Autor: archiwum se.pl

Liga Światowa 2012, Polska - Brazylia 19.05.2012. Andrea Anastasi: Brazylijczycy się nas boją

2012-05-17 20:10

Jesteśmy czwartą drużyną rankingu światowego i to musi robić wrażenie na przeciwnikach - mówi trener polskich siatkarzy Andrea Anastasi (52 l.) przed startem Ligi Światowej. Polacy w piątek w Toronto zagrają z Brazylią i zamierzają powalczyć o pierwszą od 10 lat wygraną z canarinhos w meczach o punkty.

- Celujemy w finał Ligi Światowej, ale na drodze staje Brazylia i łatwo nie będzie - komentuje Anastasi, który na każdym kroku podkreśla wagę tej imprezy w obliczu igrzysk w Londynie. 4 lata temu reprezentacja USA została zwycięzcą LŚ, a kilka tygodni później triumfowała w turnieju olimpijskim w Pekinie. Drogą Amerykanów chcą iść Polacy.

Na otwarcie LŚ Brazylijczycy, których ostatnio mieliśmy "na widelcu" podczas Pucharu Świata 2011 (od 2:0 do 2:3... - red.), nie zaatakują nas pełnymi siłami. Z powodu niewyleczonych kontuzji w ekipie trenera Bernardo Rezende zabraknie dwóch gwiazd - Giby i Murilo. Do zespołu canarinhos wraca za to po 5 latach skłócony poprzednio z selekcjonerem rozgrywający Ricardo.

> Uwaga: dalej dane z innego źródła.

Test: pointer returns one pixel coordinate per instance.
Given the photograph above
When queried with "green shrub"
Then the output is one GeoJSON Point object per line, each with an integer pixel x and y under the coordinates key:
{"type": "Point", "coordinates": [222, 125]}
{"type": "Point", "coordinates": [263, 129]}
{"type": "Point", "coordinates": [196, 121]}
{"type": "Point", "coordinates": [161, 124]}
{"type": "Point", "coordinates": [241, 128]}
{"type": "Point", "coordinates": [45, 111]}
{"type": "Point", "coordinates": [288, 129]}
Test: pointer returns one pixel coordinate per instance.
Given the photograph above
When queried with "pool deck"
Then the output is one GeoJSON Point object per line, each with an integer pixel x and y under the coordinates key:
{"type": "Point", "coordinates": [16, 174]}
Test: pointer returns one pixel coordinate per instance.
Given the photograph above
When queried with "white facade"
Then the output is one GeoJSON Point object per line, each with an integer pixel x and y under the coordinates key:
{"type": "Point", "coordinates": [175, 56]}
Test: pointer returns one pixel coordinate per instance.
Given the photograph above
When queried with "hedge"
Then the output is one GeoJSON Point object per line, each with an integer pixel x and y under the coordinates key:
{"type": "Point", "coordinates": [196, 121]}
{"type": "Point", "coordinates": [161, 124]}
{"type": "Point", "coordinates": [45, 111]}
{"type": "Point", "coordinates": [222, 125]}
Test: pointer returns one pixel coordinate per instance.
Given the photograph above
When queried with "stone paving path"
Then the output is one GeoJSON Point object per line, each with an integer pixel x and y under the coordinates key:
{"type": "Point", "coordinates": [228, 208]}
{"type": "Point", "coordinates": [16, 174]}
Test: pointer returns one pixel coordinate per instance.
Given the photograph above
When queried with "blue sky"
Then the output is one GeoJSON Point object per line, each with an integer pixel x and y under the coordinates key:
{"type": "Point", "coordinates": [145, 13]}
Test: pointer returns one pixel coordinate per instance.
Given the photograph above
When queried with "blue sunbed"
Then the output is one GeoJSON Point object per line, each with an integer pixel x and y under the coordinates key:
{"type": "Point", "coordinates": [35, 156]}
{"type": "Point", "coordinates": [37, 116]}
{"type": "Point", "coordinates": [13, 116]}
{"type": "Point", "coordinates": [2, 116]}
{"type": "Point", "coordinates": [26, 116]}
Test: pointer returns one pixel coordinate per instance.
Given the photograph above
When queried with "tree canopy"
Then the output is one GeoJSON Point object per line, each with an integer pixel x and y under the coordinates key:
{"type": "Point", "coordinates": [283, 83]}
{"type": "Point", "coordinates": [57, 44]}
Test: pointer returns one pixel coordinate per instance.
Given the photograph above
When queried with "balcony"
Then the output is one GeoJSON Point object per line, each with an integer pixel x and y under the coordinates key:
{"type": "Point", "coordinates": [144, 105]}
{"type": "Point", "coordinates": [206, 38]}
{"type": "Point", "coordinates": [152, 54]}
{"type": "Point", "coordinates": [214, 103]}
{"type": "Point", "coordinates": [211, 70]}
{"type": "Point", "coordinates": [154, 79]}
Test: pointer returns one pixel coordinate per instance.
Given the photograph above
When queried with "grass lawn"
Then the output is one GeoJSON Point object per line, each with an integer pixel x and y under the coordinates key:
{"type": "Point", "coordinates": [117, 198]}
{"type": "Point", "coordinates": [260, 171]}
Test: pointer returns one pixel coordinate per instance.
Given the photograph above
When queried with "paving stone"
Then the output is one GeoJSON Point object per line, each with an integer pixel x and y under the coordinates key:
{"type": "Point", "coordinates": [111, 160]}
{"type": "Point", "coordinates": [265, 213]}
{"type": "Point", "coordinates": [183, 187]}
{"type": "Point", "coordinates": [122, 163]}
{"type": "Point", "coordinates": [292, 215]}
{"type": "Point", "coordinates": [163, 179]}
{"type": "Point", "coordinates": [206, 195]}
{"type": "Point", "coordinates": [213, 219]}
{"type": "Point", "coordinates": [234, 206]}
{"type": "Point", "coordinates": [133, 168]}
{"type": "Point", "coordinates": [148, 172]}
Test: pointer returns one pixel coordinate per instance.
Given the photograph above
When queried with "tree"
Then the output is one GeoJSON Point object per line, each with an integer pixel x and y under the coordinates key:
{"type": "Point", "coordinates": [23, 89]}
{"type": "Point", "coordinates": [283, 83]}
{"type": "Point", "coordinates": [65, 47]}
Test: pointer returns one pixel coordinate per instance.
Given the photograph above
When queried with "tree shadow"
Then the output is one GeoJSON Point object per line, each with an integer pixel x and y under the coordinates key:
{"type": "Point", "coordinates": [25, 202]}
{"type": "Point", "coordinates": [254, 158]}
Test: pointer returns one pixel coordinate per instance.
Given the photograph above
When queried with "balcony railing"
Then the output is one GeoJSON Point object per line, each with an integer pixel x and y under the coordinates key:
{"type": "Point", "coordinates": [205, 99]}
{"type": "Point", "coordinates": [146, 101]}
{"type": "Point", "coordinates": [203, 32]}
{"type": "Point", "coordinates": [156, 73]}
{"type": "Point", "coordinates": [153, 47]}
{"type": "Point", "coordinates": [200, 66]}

- Nie wiemy, na co będzie stać Brazylijczyków po tych roszadach, ale w ogóle się tym nie martwimy - zapewnia trener Anastasi. - Uważam, że mamy dużą szansę na wygraną. Przede wszystkim dlatego, że Polacy niesamowicie zyskali po ubiegłorocznym Pucharze Świata. Nie wiem, czy Brazylijczycy się nas boją, ale na pewno darzą o wiele większym szacunkiem niż kiedykolwiek. Gdy spotykam Rezende, zawsze czuję, że ma dla nas mnóstwo respektu. W końcu jesteśmy czwartą drużyną rankingu światowego i to o czymś świadczy - zauważa włoski szkoleniowiec.